The [BBCode] markers could happen anywhere in the string, or be the only thing, or not be present at all. [BBCode]标记可能出现在字符串中的任何地方,或者是唯一的,或者根本不存在。 There also maybe [ brackets ] in the string. 字符串中也可能有[方括号]。

Having group names would be a bonus. 具有组名将是一个奖励。

class Program
{
    static void Main(string[] args)
    {
        string input = "thinking [ of using ] BBCode format [A=16] and [E=2] here [V=8] and so on";
        string regexString = @"((\[A=[0-9]+\])|(\[E=[0-9]+\])|(\[V=[0-9]+\]))";
        MatchCollection matches = Regex.Matches(input, regexString);

        foreach (Match match in matches)
        {
            Console.WriteLine(match.Value);
        }
   }
}

The result I am after is (one group per line) 我得到的结果是(每行一组)

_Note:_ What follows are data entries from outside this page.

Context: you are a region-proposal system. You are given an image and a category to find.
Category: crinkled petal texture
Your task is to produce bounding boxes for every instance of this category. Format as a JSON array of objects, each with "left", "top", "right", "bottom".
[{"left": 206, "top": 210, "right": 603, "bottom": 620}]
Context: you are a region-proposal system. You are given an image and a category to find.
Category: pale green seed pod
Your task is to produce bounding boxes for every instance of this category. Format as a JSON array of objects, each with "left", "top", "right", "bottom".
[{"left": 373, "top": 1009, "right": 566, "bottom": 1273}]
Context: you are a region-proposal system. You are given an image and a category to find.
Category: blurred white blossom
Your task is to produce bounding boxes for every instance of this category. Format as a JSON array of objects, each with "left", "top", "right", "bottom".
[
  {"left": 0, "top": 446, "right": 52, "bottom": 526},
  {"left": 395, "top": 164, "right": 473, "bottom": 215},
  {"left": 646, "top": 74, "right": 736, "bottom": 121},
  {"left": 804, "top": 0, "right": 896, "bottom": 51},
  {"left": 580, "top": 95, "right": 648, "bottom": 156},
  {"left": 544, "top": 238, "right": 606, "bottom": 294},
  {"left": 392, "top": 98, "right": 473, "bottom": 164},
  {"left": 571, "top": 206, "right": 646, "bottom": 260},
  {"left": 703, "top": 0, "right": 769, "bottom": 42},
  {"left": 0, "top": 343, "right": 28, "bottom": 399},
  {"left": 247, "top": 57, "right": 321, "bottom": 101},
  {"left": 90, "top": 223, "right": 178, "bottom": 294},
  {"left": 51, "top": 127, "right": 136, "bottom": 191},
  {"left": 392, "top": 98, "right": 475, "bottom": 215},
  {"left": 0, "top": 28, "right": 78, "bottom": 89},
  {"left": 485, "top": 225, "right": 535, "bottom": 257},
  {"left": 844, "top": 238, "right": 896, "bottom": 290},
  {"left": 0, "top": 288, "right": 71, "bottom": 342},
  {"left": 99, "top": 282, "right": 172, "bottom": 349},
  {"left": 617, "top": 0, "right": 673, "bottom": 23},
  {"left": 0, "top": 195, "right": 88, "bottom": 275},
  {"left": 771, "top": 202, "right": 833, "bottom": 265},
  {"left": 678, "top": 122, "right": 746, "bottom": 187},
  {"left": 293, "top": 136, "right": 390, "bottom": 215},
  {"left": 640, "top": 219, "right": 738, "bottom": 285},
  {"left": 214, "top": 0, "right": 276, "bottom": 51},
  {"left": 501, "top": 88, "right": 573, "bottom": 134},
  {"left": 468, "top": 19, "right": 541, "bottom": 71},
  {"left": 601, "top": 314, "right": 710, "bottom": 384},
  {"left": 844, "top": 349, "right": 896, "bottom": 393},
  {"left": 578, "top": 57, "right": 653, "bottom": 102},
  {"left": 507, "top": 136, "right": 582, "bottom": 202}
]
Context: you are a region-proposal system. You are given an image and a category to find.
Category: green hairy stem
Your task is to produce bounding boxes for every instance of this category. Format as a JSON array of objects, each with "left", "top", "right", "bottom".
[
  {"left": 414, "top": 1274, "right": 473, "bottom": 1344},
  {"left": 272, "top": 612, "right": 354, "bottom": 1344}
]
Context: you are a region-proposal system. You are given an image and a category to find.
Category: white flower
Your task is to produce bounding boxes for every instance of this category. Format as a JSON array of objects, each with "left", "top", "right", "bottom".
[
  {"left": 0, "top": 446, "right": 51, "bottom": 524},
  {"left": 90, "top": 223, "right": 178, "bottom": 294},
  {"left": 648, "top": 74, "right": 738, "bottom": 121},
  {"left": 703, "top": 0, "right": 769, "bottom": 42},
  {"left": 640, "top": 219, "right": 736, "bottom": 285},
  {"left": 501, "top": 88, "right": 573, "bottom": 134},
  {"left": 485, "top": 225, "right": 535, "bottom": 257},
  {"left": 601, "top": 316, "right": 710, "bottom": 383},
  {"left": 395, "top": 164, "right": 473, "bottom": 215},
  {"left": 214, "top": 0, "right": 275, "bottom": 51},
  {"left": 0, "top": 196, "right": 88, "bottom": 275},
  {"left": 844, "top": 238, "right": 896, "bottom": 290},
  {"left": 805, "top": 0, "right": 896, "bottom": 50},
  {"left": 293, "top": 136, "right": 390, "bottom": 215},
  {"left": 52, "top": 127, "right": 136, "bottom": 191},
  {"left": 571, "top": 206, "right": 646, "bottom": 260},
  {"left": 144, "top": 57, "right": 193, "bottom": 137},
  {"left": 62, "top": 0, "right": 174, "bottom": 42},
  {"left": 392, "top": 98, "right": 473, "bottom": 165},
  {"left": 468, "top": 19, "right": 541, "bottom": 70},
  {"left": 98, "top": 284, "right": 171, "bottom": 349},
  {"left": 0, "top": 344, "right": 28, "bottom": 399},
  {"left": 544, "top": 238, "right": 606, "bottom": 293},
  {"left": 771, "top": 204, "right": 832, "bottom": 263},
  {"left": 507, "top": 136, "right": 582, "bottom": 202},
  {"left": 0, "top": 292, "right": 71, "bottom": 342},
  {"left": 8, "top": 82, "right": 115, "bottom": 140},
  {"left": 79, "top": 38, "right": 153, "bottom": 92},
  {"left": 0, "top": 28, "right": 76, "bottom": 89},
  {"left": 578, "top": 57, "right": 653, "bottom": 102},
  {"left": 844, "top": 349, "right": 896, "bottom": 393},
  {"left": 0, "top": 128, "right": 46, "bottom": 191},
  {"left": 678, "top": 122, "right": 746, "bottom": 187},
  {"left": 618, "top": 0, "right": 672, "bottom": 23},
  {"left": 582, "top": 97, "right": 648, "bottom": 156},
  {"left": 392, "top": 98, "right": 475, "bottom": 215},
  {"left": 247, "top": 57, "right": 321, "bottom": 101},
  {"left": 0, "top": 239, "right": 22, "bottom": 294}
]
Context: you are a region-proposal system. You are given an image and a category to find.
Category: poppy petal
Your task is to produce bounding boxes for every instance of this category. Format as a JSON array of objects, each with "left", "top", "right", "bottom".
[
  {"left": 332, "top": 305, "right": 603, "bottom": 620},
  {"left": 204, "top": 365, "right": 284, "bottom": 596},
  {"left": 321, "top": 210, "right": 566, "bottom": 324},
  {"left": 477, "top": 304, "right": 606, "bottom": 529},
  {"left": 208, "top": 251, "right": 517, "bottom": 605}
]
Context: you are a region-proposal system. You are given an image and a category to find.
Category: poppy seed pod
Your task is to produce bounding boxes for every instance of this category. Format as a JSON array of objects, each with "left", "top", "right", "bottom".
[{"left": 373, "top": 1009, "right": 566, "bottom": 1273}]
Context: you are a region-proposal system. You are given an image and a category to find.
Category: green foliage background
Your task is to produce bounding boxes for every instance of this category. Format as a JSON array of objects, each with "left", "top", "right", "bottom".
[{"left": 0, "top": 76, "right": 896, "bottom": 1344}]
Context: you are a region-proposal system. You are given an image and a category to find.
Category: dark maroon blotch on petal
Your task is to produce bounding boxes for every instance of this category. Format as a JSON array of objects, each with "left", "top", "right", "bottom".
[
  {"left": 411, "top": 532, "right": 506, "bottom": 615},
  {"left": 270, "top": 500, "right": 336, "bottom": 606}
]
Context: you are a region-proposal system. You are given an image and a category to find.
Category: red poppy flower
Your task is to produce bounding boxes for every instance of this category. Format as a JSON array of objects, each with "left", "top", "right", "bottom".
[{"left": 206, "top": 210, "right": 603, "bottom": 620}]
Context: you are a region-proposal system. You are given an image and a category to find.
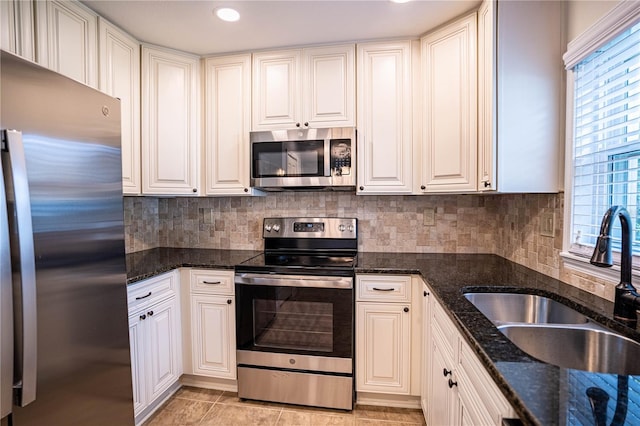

thinking [ of using ] BBCode format 想[使用] BBCode格式

[A=16] [A = 16]

and

[E=2] [E = 2]

here 这里

[V=8] [V = 8]

and so on 等等

    string input = "thinking of[ using BBCode format [A=16] here [E=2] and [V=8] and so on";
    var firstText= Regex.Match(input, @".+?(?=\[A)"); //Match until [A
    Console.WriteLine(firstText); //thinking of[ using BBCode format 
    input = Regex.Replace(input, @".+?(?=\[A)", "");
    var AValue = Regex.Match(input, @"\[A=[0-9]+\]"); //Match the value of A
    input = Regex.Replace(input, @"\[A=[0-9]+\] ", "");
    Console.WriteLine(AValue); //[A=16]
    var AText = Regex.Match(input, @".+?(?=\[)"); //Match the text after A
    Console.WriteLine(AText); // here

One huge regex is hard to understand, so I would just use some more lines on this. 一个巨大的正则表达式很难理解,因此我将在此使用更多行。 This for example matches the wanted text and then removes it from the input. 例如,这与所需文本匹配,然后将其从输入中删除。 This way you can capture the groups one by one and it's clear which part of the code captures which text, in case the regex needs to be modified in the future. 这样,您就可以一个一个地捕获组,并且很清楚,代码的哪一部分可以捕获哪个文本,以防将来需要修改正则表达式。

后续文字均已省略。